Make sure each variable points to the right scope of execution, i.e. according to our Release flow, ‘dev’ should point to ‘K8Cluster_DEV’ etc. If you have a small screen, scroll right to see the scopes for the variables 😉

Now we all set to run our newly created Build and Release pipelines. For the Build pipeline, you can enable ‘Continuous integration’ trigger, so it triggers Release right after a successful build. Putting the approval process for every environment is a good practice as well.

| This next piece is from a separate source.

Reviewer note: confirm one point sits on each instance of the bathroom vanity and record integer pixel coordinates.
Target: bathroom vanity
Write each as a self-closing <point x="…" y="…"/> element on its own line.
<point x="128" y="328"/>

Sometimes the Pods deployed aren’t running even though we use the same image for every environment. The reason could be different: database connectivity, networking etc. To figure what’s going on some of the ‘kubectl’ commands would be useful. At first, you need to get all the pods:

kubectl get pods --all-namespaces

If the malfunctioning pod name is ‘identityserver-5bd859548b-25xyz’ for instance, we can stream the logs right to the console:

kubectl logs -f identityserver-5bd859548b-25xyz -n identityserver-dev

Moreover, you can log in to the pod through the K8s dashboard. Go to the respective Pod and click ‘Exec’ button. It’ll open a command line and let you in inside the Pod. By doing so, you’d be able to review application logs stored in ‘App_Data’ directory (as per Log4net.config in .NET Core project, or whatever you use). The similar command for ‘kubectl’ if you prefer your own terminal/cmd interface:

kubectl exec identityserver-79b996c7f5-zb7hv --namespace identityserver-dev -i -t -- bash


 Wrapping up

You can learn Kubernetes for a long time and still didn’t know everything about this beautiful platform. I hope this article helped you to overcome another deployment-related issue you can potentially face Administering the cluster. I deliberately underlined the necessity for both Dev and Ops teams work together as this is how the most complex problems are solved. As demonstrated, for this particular case (and not only) certain Development measures had to be taken for a successful deployment. That’s what I call Development for Operations 😉

Please leave your comments below in case you need some clarity for certain steps, or you’re in stuck doing the similar deployment.

Comments (1) -

  • I followed all the steps, but got stuck on the last section where I need to create variables. The UI does not give me the options to specify the scopes. Any help?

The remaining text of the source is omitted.